If a picture is worth a thousand words, what’s a camera loaded with pictures worth?
For Tabeier Shine of White Plaines, N.Y., the camera held the memories of a once-in-a-lifetime motorcycle trip through the West.
And then they were gone.
Shine had flown from New York to connect with friends in Vancouver, B.C., to begin the motorcycle tour. The first day of the adventure, May 15, took them to Spokane; the second a trip to Boise along U.S. 95 and Idaho 55.
About halfway between Grangeville and Riggins, Shine’s memories disappeared – the new digital camera he purchased to document the trip fell without notice from the motorcycle and came to rest on the highway.
That’s where an ITD striping crew discovered the camera, still in its protective case.
“…one of our crew members spotted what they thought might have been a camera on the shoulder of the road,” said Jack Turner, a Transportation Technician in District 2. “Not being able to stop at the time, I went back after we had finished painting that section of road (which was a section of highway that had a new overlay on it) and picked up a digital camera in its case.”
Turner tracked down one of riders in the motorcycle excursion who in turn helped him locate the camera’s owner in New York.
“I could tell by the pictures that a group of motorcyclists was on a trip (pretty interesting I may say) and obviously someone in the group must have lost this camera,” Turner wrote in an e-mail to a member of the group. “I would very much like to get it back to the rightful owner. If you know who owns this camera, I would like to hear from them.”
“In this day and age, I cannot believe that someone went through all of this trouble to get the camera back to me,” a surprised and appreciative Shine wrote to District 2 Engineer Jim Carpenter, thanking Turner for the effort.
“I only bought this camera 10 days before I left for my trip, specifically for this trip, and I am so incredibly humbled and amazed that Mr. Turner was so kind enough to do this.

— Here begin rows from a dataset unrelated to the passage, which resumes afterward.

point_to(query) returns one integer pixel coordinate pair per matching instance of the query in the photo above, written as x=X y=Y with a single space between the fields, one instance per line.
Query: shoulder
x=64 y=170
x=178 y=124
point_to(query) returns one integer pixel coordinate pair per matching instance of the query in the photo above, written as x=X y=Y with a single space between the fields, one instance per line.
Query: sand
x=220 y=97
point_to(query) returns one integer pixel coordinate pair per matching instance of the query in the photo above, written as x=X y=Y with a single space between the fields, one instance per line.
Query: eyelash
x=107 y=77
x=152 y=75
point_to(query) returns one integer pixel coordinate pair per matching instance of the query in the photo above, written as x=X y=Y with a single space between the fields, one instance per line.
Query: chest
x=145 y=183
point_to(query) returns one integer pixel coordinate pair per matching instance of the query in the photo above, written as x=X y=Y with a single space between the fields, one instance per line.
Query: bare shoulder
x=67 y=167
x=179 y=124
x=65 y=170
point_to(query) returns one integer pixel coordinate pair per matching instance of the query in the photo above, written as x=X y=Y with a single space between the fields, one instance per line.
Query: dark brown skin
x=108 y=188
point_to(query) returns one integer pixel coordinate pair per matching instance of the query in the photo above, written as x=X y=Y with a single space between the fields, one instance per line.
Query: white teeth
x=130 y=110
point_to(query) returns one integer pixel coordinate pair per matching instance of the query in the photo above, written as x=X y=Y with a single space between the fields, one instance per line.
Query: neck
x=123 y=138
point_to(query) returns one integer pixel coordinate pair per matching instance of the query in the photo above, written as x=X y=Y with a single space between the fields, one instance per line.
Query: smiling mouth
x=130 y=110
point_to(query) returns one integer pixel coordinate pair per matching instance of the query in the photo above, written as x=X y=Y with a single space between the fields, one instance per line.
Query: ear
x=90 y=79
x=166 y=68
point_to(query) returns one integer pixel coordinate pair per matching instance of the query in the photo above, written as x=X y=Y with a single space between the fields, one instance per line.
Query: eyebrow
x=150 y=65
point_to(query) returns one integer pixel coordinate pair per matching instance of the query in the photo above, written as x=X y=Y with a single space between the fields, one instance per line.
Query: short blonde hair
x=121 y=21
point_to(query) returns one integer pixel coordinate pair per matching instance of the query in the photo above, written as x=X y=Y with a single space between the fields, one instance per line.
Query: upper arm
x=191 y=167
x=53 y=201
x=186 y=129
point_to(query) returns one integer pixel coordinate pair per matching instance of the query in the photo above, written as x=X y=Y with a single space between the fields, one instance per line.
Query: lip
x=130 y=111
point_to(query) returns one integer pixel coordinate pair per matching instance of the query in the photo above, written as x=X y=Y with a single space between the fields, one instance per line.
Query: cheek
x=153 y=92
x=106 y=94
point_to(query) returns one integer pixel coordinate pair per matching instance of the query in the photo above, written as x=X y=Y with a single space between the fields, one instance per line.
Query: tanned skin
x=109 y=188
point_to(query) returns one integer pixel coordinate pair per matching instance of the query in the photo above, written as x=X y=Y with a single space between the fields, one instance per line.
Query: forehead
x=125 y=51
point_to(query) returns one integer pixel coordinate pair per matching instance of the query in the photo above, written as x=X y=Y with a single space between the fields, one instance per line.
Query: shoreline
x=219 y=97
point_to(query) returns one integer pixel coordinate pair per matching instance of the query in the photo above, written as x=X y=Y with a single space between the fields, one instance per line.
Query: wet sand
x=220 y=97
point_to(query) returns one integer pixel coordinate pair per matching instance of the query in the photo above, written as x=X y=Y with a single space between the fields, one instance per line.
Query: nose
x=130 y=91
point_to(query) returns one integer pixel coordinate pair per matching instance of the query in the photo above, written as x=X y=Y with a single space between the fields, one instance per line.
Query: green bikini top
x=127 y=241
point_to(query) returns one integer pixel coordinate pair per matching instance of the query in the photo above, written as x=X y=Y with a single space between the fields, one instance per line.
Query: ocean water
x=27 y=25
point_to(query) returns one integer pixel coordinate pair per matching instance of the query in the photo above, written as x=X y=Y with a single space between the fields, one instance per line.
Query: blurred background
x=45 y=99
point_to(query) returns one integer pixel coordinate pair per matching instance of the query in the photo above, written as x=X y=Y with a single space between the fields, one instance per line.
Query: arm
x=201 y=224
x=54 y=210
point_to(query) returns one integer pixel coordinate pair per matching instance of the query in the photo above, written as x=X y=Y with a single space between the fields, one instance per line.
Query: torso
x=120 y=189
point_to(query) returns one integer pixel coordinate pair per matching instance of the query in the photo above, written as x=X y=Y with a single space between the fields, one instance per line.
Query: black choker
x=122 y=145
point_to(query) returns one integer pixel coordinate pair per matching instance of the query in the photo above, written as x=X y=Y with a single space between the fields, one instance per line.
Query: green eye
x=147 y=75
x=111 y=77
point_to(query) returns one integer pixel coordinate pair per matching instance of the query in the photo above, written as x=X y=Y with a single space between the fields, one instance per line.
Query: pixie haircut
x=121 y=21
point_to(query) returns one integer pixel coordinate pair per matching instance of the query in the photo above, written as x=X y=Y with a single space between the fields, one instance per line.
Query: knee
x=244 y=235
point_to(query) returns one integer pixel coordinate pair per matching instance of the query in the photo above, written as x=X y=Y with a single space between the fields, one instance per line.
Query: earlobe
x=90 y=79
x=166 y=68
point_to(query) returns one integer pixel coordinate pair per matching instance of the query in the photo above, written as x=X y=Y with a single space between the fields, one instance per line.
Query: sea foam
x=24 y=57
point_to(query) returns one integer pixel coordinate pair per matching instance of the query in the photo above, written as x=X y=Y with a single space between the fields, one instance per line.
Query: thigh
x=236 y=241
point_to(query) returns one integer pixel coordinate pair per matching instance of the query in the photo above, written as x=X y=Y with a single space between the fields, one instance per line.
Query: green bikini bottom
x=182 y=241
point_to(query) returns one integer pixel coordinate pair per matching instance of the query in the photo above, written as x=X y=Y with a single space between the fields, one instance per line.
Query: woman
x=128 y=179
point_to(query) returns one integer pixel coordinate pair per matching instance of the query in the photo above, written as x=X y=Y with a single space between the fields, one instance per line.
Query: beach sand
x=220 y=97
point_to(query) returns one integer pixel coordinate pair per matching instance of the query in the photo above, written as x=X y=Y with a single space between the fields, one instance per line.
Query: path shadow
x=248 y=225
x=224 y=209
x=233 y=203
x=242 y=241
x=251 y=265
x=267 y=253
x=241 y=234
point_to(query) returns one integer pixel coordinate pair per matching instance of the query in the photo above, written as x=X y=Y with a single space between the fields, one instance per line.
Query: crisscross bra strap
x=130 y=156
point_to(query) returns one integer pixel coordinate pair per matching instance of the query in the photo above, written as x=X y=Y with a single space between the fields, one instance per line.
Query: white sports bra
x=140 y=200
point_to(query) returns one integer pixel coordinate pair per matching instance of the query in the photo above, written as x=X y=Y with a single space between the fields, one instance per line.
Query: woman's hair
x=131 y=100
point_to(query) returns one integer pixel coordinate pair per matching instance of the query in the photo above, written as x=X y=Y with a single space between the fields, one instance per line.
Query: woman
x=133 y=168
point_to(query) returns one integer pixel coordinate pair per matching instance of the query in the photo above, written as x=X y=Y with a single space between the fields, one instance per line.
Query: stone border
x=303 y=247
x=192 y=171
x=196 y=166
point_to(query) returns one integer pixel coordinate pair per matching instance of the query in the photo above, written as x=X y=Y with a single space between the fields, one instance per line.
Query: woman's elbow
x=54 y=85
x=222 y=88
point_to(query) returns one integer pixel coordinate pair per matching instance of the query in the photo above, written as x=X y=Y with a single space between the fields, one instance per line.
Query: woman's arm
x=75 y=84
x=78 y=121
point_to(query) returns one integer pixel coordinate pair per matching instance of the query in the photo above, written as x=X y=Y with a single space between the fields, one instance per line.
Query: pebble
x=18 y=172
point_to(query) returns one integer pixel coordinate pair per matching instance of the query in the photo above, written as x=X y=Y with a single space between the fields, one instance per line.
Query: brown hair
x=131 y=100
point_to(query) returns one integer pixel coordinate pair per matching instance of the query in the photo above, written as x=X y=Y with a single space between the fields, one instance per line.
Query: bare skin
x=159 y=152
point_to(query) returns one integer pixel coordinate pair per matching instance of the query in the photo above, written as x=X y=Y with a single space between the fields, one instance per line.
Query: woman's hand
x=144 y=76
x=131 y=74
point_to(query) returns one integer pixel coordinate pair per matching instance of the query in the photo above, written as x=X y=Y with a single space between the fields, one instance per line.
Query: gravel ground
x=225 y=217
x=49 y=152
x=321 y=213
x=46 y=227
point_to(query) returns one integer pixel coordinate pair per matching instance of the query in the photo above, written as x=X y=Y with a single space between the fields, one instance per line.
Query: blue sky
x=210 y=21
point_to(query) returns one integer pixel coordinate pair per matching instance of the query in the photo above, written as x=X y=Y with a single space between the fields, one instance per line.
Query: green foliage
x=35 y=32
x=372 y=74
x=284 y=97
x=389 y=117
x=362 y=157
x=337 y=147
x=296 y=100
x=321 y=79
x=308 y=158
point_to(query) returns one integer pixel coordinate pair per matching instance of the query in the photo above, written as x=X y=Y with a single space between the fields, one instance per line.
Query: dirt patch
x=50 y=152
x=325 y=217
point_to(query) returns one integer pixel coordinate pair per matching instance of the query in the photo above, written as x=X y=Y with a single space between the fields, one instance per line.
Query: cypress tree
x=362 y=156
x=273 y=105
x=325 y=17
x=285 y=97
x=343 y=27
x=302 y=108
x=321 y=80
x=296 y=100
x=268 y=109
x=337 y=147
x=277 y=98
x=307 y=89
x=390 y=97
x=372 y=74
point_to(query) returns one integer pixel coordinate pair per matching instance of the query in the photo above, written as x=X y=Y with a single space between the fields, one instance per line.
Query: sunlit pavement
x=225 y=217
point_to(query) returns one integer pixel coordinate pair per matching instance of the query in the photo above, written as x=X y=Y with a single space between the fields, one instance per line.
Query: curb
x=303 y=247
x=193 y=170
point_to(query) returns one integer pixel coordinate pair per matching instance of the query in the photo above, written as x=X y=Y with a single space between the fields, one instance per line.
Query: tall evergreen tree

“It would mean a lot to our group (affectionately named the Epic Crew) for ITD to recognize his honesty so the world can know that among the random acts of tragedy that wear us down and cause us to lose hope, there still exists people like Jack Turner who embody the pure characteristics of model citizens, honest and kind…”
A grateful Shine now has more than just fond memories of her 2007 trip through Idaho. She also has a visual record of the trip, thanks to the persistence of Turner and the striping crew.